Saturday, August 30, 2008

curbside contemplation

There's a stare in the air, down the pavement where the apex of this tarmac straight transforms smoothly into a blind bend, the overly decisive has overcome the shadows of decision making in a landslide victory that leaves my fingers with the impression they will never meet rest again. The comforting background of writing on a plain white layout with the words ready to explode into the world and into existence with all manner of symbolism (meaning they are what they symbolise to you) - as outlandish as it sounds - is the only thing exciting enough to spark a concious effort to stay awake in this dry place with four walls where I think more dreams are broken than cultivated, where more energy is absorbed than vitalated, where curtains veil windows through which permeated rays of sunshine promise embellishment.

At the end of the day we get to go home but how many of us can keep doing that for the next 20 to 30 years of their life? I am talking, of course, about the most anticipated golden moment every day in some of our lives where we get to open the office door...and walk out. And everytime this happens, every remainder of another 'wasted' day, only to go home tired and be inhibited by our daily fix of idiot-box convential unreality and a morsel of last weeks chicken pattice, I say to myself, 'I just can't keep doing this forever.' Because, It doesn't make sense to me. It just doesn't.

Last evening at the Cashflow meeting I realised how many opportunities we had probably had and blown and what we need to do to direct ourselves to them. That was funny because all around me most people were only just starting to understand that opportunities existed in the first place, that they could do something more with their lives than just that and uplift into the realm of those who seem untouchable but are just like us - but well known. Its funny because whenever I go to these conventions and meetings and group get-togethers they always hit on the head exactly what I've known for so long, what I've been trying to say for so long. Yet while others embrace change and accept an opportunity with open arms...we shy away and prefer to let fear trap us in our own hearts. Fear of failing? No, never. More like fear of trying.

Weakness is a luxury the world thinks it can afford. Most people do not realise that the greatest weakness, the greatest fear in the world is the fear of fear itself. People are scared of being scared. People are scared of trying because trying something new makes them scared. And so, so many of those who appear to be highest on their totems of prominence are infact only there because perching on their pacemakers of parity is the only thing they will give themselves the permission to do. But the world needs to wake up, the world needs to instigate the domino-effect of choice-making courage pending in the chambers of weak hearts for eras since. Because, at the end of the day, I don't think its our abilities that make us what we much as it is our choices.

Be the change you want to see in the world. - Ghandi


Sunday, August 24, 2008

two-way lane

In the ultimate expression of the word sharing, my understanding of the those who define it as something we would offer from our own provisions is as amiable as the definition itself.

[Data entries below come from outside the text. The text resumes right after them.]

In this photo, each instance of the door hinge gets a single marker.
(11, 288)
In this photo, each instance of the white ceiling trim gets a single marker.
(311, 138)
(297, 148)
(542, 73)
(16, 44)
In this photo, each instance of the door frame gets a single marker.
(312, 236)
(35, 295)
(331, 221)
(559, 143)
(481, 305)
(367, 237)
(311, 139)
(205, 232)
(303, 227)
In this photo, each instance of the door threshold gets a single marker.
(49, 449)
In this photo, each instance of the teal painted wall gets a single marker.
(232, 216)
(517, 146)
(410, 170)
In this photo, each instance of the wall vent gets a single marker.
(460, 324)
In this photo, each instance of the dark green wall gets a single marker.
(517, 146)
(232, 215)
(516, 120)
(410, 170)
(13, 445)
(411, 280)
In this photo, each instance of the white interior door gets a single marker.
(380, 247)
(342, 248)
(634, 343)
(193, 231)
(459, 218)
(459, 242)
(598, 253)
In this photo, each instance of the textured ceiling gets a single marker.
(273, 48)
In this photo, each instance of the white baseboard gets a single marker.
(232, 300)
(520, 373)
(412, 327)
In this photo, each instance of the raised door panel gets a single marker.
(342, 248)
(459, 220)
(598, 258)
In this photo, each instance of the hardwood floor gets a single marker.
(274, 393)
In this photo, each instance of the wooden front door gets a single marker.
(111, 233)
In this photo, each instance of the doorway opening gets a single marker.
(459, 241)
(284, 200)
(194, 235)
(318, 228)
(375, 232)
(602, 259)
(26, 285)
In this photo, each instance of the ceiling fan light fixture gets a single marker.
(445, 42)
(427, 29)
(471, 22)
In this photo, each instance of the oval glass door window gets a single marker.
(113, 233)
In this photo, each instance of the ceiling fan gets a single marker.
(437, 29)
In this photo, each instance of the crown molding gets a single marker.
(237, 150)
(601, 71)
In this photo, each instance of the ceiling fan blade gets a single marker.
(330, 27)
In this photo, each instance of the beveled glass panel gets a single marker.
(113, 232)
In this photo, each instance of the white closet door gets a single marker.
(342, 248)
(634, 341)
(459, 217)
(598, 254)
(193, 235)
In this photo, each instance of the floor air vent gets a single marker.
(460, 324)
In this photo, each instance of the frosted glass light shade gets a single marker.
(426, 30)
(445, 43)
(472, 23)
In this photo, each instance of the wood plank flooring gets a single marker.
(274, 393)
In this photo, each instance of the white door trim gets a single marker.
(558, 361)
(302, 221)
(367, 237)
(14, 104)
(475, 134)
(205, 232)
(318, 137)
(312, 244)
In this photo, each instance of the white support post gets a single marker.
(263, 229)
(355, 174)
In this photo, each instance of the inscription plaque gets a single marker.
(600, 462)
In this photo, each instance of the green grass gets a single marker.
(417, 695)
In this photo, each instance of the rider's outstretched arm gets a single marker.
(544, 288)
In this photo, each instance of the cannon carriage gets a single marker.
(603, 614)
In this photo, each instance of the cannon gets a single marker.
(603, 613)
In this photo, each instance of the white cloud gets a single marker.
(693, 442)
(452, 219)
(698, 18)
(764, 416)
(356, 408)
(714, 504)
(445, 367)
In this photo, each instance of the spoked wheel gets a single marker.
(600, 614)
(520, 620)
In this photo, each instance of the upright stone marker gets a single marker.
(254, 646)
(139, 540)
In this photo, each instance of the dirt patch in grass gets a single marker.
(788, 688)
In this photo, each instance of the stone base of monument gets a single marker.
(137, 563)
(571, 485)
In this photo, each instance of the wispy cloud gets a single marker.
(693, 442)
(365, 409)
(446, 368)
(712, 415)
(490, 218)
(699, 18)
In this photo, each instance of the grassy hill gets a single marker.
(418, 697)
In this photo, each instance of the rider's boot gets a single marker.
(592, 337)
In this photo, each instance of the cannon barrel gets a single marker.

Not that I disagree - because I don't - but wouldn't the highest peak of sharing be not in the form of food and aid handouts but as distributable intelligence to those who are not in the know; obscured from their own potential in a blurry world of scant tolerance and a tunnel vision to expectations?

Our best thoughts come from others, credited to Ralph W. Emerson. There is nothing overly-complicated about this statement - no accumulation of a cognitive structure with hidden connotations; not the kind of sentence that usually only takes residence in the deft minds of those of dexterous superiority. This is good news then, able to be understood, accepted and implemented by the masses.

Implemented? Hold it, I have to do something? Well, yes. Those who share - like the educated - may not have common commodity (or in the case of the educated: information) but they do have a common state of mind which compromises of 50% of its own usefulness. The other part, obviously, lies in the minds of those who are the receving end. The only place opportunity cannot be found is in a close-minded person. Advice is free, take it. Later on if you don't want it you can throw it out.

I think that opportunities come as you see them. I once heard, the difference between a warrior and an ordinary man is that the warrior sees everything as a challenge whereas the ordinary man perceives everything as either a blessing or a curse. Being seperated from those we hold in close affinity can give us the chance to realise we are strong enough to bear it. Failing in our exploits can reveal our lack of knowledge. Not owning something we desire will help us understand its value. No doubt these are not the first choices for anybody, but thats how you make the best of them, and making the best of them is the best thing you can do.

There is nothing more lost than the loss of gain,
nothing more wasted than a wasted grain,
floating in the waters of the pouring rain,
lets exchange our grains on this two-way lane.